I felt a subtle shift happening in me. Even though we were talking about history I didn’t know and some of it was strained, Madeline treated me like I really was her daughter. Like I belonged. It felt a little disloyal to my own mother, but I kind of liked it.
“How did you meet Dad?” I asked.
She began washing the apples. “I was in graduate school at UT Austin, and I wanted to talk to your grandfather about his helium research at NASA. He agreed to meet me, but he asked me to come here instead of Houston. He’d just had knee surgery so he couldn’t travel. I wasn’t going to say no. Your father was here looking after him, and that’s when we met.”

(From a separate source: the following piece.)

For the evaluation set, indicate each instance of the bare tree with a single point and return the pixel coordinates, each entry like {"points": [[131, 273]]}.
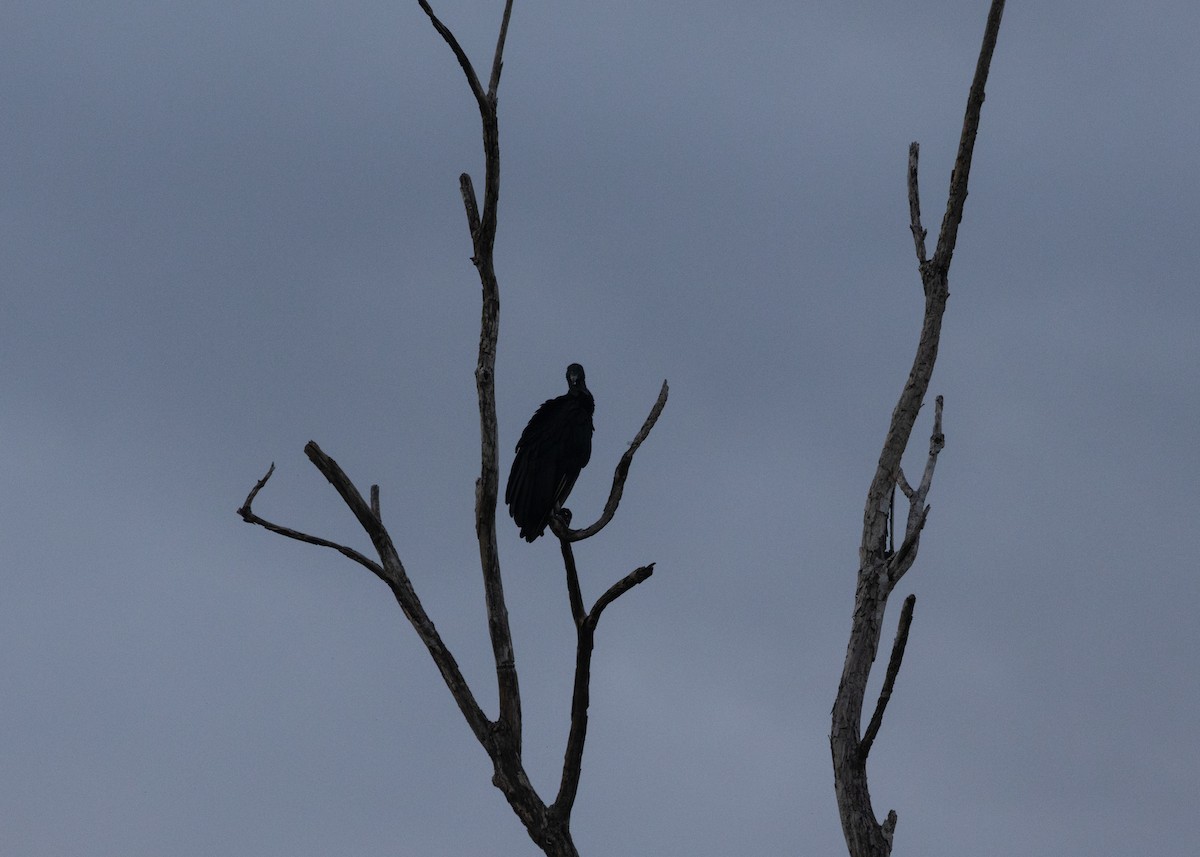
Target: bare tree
{"points": [[881, 565], [549, 823]]}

I took a critical look at her little figure and graceful hands. Madeline must have been pretty as a young graduate student. Smart, too, obviously.
“And?” I prodded her.
“Your father made us lemonade from scratch.” She shook her head slightly and smiled. “I’d never met a smarter, nicer guy.”
I hadn’t ever seen Madeline blush before.
“Aww,” I said.
“It wasn’t all clear sailing,” she said. “I wasn’t Latina, and it took a while for all of his family to come around. His ex-girlfriend was a handful, too, but that’s long ago.”
“Do you think Grampa set you up?”
She nodded. “He said he just had a feeling, when he heard my voice on the phone, that I was right for his son.”
Sweet. It mattered that Diego’s father had approved of her. Bumping down a generation, I wondered if Diego felt he deserved some say in who Althea dated. Maybe that was why he was outraged when Althea defied him by dating Tom. I tried to think how my own parents would react to me dating, and I shuddered.
Madeline turned off the water and put the apples in a wooden bowl. “I have to believe things work out the way they should,” she said.
“Like with you and Dad?”
“And you being home with us again,” she said, turning to me. “I know your father can be difficult, but it’s only because he cares. He’s noticed you’ve started calling him ‘Dad.’ That means a lot to him.”
It was more of a courtesy than anything else. “It seems simplest,” I say.
“Even so. It shows you’re trying, and we appreciate that. I understand that you don’t feel like Althea anymore. I know you have this other girl’s memories.” She spoke calmly, but her voice carried an undercurrent of emotion. “But I can’t help hoping you’ll return to yourself now that you’re home. That’s what moms do. We hope.” She set the bowl of apples in the center of the table. Then she brushed her hands back through her soft white hair so that it stood out on both sides of her head. “I mean, just look at you,” she said with a shaky smile. “I barely dared to dream, but now you’re right here, in our own kitchen, and your baby’s fine, too. It’s just—” She broke off, waving a hand.
“Oh, Mom,” I said.
I stood awkwardly from my chair, and she came over to hug me.
“You’re such a child yourself,” she said in a tight voice. “And now you’re going to be a mother, too. I don’t know if I can stand it.”
I laughed over a lump in my throat and patted her back. “You’ll stand it. You’ve stood worse.”
“I guess that’s true,” she said, and kissed my cheek before she let me go.
*
My jetlag kicked in, and I had to head upstairs. Althea’s bedroom was easy to identify, decorated as it was in white and creamy blue, with a row of pristine, miniature dolls evenly spaced in a white case, and exactly enough books to fill three shelves. On her dresser was a little tree of earrings. Uneasy, I fingered a pair of dangly ones of hammered silver. To pick and choose items from Althea’s life felt wrong, like I was sifting through a dead girl’s tag sale.